Profiles of American Service: 2nd Lt. Frances Slanger
May 5, 2009 -
Written by Janet Holsinger, History Associates Incorporated
“For you we have the greatest admiration and respect.”
In 1920, 7-year-old Frances Slanger escaped from increased Jewish persecution in Lodz, Poland, and arrived in Boston. The daughter of a fruit peddler, Slanger dreamed of becoming a writer, and as she grew older, her aspirations expanded to include nursing. “I want to serve they who are less fortunate than I,” she wrote in letter to the Boston City Hospital School of Nursing, where she enrolled in 1934. Often reprimanded for being too caring and compassionate towards her patients, Slanger graduated from nursing school three years later. After World War II started, Slanger joined the Army Nurse Corps in 1943. Originally limited to stateside service because of her poor vision, Slanger pleaded with the Army to allow her to serve in France alongside the front line soldiers. Desperate for nurses in Europe, the Army granted her wish to serve overseas.
Frances Slanger was among the first nurses to arrive on French soil following D-Day when she landed with the 45th Field Hospital Unit at Normandy on June 10, 1944. As they traveled across France and into Belgium, Slanger’s unit treated the most severely wounded soldiers who would likely die without immediate surgery. Working tirelessly, Slanger exhibited the same compassion for these GIs as she had in nursing school.
By October, the 45th Field Hospital Unit was stationed in Elsenborn, Belgium, where it tended soldiers from the Battle of Aachen. The night of October 19, Slanger couldn’t sleep. She and her tent mates had been discussing the heroism of the men who put their lives on the line every day, and she felt the need to set her thoughts to paper. The next day, she sent her letter to the Stars and Stripes editors, which ran in the November 7 edition.
Frances Slanger did not live to see her letter published. On October 21, just after the Allies wrested control of Aachen away from the Germans, the field hospital came under attack. Hit by artillery shrapnel, Slanger died shortly after. Unaware of her death, Stars and Stripes published her words which still resonate today:
We wade ankle deep in mud. You have to lie in it…Sure, we rough it, but in comparison to the way you men are taking it, we can’t complain, nor do we feel that bouquets are due us. But you, the men behind the guns, the men driving our tanks, flying our planes, sailing our ships, building bridges and to the men who pave the way and to the men who are left behind – it is to you we doff our helmets. To every GI wearing the American uniform, for you we have the greatest admiration and respect.

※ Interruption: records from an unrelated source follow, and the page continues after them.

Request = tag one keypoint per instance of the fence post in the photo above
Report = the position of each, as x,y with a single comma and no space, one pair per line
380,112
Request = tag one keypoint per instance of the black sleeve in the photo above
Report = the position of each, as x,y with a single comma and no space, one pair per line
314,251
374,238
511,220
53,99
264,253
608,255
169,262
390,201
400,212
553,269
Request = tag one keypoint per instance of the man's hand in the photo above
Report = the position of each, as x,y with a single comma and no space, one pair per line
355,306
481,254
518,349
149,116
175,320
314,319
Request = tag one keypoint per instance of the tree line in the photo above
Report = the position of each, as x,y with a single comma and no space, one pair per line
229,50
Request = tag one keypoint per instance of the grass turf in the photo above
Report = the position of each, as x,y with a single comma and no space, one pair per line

Yes, this time we are handing out the bouquets…but after taking care of some of your buddies; seeing them when they are brought in bloody, dirty, with the earth, mud and grime, and most of them so tired. Somebody’s brothers, somebody’s fathers and somebody’s sons. Seeing them gradually brought back to life, to consciousness and to see their lips separate into a grin when they first welcome you. Usually they kid, hurt as they are. It doesn’t amaze us to hear one of them say, “How’ya, babe,” or “Holy Mackerel, an American woman!” or most indiscreetly, “How about a kiss?”

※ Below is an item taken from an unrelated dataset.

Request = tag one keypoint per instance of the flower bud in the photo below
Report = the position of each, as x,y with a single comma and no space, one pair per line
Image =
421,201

These soldiers stay with us but a short time, from 10 days to possibly two weeks. We have learned a great deal about our American soldier, and the stuff he is made of. The wounded do not cry. Their buddies come first. The patience and determination they show, the courage and fortitude they have is sometimes awesome to behold. It is we who are proud to be here. Rough it? No. It is a privilege to be able to receive you, and a great distinction to see you open your eyes and with that swell American grin, say, “Hi-ya babe!’
Three days after being killed, Slanger was buried at the US Military Cemetery at Henri-Chapelle, and the November 22, 1944, issue of the Stars and Stripes reported Slanger’s death as the “1st ETO Nurse Killed in Action.” In 1947, her mother requested that her body be brought back home to Roxbury, Massachusetts.
On Memorial Day, 1945, three weeks after V-E day, the US Ambassador to Belgium spoke about Frances Slanger at the Henri-Chapelle cemetery. “Her courage, her strength, her endurance, and her unfailing hope are the essence of the things which have given us this victory and which we believe will never die.”
The National Museum of Americans in Wartime honors the service of Frances Slanger, and all other Americans who have served the cause of freedom.